President of the Chamber of Deputies
- In office 26 July 1985 – 26 July 1986
- Preceded by: Elías Mendoza Habersperger
- Succeeded by: Fernando León de Vivero

Member of the Chamber of Deputies
- In office 26 July 1990 – 5 April 1992
- Constituency: Callao
- In office 26 July 1985 – 26 July 1990
- Constituency: Lima
- In office 26 July 1980 – 26 July 1985
- Constituency: Callao

Member of the Constituent Assembly
- In office 28 July 1978 – 13 July 1979
- Constituency: National

Personal details
- Born: Luis Alberto Negreiros Criado 18 December 1940 (age 85) Lima, Peru
- Party: Peruvian Aprista Party
- Alma mater: Universidad Nacional Federico Villarreal
- Profession: Sociologist

= Luis Negreiros =

Peruvian sociologist and politician

Luis Alberto Negreiros Criado (born December 18, 1940) is a Peruvian sociologist and politician. He was a former Congressman, representing Callao between 2001 and 2011 and belongs to the Peruvian Aprista Party.

==Education ==

He is the son of the Aprista union leader, Luis Negreiros Vega and Juana Criado Morales. His father was riddled with bullets by agents of the political police, in the middle of a public street during the dictatorship of General Manuel A. Odría on March 23, 1950.

He studied sociology and politics at the Federico Villarreal National University, located in Lima. He began these studies in 1967, although it is not known when he graduated.

==Career ==
From 1961 until 1993, even when exercised for public office, he specialized as a dockworker in Callao. From 1995 until 2001 was as Secretary of Foreign Affairs of the Federation Maritime Port.

== Political career ==

===Negreiros and the APRA===

Luis Negreiros has been a prominent member of Peruvian Aprista Party very young. With only 16 years he was the Secretary General of the Juventud Aprista Peruana for two years. From 1970 until 1979 he was the Collegiate Secretary General of the Party and in 1980 as an Undersecretary. Finally, in 1987, he was appointed as Secretary General of the Party, a position he held until 1989.
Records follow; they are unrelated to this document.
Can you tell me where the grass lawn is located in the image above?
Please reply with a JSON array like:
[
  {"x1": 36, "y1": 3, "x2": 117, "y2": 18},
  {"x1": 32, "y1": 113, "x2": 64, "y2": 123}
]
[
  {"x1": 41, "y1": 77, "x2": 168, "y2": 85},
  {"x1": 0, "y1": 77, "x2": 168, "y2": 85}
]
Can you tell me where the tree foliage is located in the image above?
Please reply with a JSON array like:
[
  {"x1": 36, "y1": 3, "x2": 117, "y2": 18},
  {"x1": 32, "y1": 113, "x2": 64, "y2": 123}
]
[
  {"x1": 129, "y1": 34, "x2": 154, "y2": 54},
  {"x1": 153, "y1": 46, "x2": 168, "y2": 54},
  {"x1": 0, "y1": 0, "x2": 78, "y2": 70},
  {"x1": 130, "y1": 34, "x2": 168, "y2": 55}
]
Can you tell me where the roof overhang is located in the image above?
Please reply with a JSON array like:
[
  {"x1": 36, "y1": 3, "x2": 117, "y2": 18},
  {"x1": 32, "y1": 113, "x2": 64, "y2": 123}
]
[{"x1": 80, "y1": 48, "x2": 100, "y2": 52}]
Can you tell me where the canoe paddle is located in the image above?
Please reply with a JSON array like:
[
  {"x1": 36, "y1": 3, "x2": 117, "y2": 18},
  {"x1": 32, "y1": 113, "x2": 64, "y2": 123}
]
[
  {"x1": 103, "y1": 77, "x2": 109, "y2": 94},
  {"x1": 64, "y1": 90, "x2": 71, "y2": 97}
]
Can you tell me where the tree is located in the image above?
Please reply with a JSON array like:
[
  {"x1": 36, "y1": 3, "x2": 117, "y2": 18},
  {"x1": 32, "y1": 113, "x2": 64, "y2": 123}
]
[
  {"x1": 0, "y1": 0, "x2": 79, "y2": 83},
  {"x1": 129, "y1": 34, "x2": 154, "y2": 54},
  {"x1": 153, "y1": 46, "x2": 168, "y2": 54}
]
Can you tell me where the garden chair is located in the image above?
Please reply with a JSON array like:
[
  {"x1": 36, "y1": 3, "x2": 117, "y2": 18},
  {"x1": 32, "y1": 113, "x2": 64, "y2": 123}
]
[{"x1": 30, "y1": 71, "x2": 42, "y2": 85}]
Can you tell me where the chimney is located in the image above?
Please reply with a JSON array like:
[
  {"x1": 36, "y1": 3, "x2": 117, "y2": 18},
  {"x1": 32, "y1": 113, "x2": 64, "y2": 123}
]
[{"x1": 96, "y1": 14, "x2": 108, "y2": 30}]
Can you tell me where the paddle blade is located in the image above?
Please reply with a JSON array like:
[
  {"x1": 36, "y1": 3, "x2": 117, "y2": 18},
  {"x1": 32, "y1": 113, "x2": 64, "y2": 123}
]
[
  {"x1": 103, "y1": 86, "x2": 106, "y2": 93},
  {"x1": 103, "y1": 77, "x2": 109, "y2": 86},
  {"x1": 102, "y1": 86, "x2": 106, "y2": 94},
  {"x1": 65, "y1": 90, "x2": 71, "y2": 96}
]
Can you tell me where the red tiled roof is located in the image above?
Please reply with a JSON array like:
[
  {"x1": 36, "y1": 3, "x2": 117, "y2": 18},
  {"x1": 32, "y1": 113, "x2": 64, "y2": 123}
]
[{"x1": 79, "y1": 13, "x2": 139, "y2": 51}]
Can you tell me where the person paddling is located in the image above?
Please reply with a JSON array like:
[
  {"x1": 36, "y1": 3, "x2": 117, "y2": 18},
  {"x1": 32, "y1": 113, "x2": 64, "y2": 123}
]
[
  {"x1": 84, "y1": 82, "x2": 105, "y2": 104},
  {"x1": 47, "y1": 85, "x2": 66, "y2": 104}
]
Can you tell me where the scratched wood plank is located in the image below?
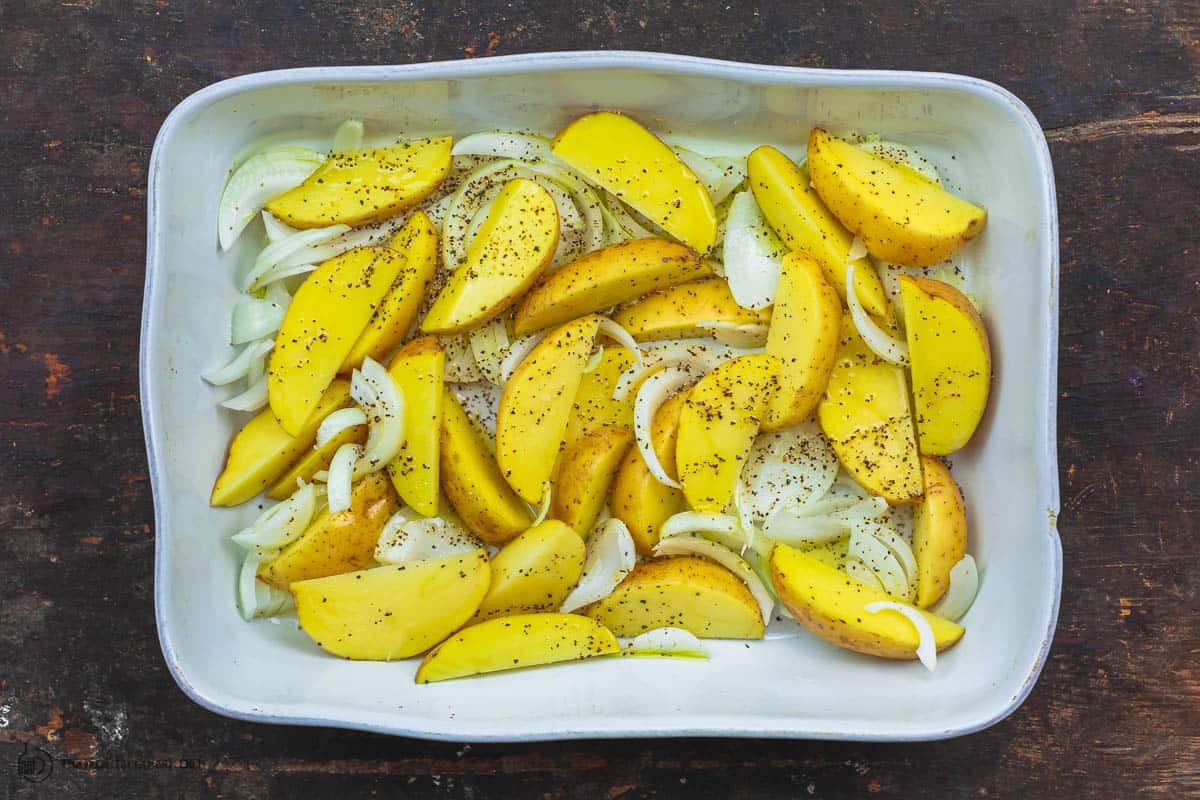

In the 1980 elections, he was the second running mate of Armando Villanueva in which the ticket was defeated by the ticket of Fernando Belaúnde Terry of the Popular Action.

After Victor Raul Haya de la Torre died, Negreiros was one of the natural leaders of the Peruvian Aprista Party but when the 1985 general election began, Alan Garcia was named as the candidate of the Peruvian Aprista Party, Negreiros moved away but eventually returned. In 2001, he reconciled with Garcia.

===Congressional career===

==== Constituent Assemblyman and Deputy ====
In the 1978 Constituent Assembly, he was elected as a member of Peruvian Aprista Party, standing alongside Victor Raul Haya de la Torre. From 1980 to 1992 he was a Member of the Chamber of Deputies. In 1985, he was elected by the Peruvian Chamber of Deputies as President of the Chamber of Deputies for a one-year term. His legislative work was cut short due to the self-coup of President Alberto Fujimori in 1992.

==== Congressman ====
In 2001, he was elected Member of the Congress of the Republic of Peru, returning after a nine-year absence, representing Callao, and was reelected in 2006, serving until 2011, when he unsuccessfully ran for re-election due to a low number of votes and subsequently retired from politics.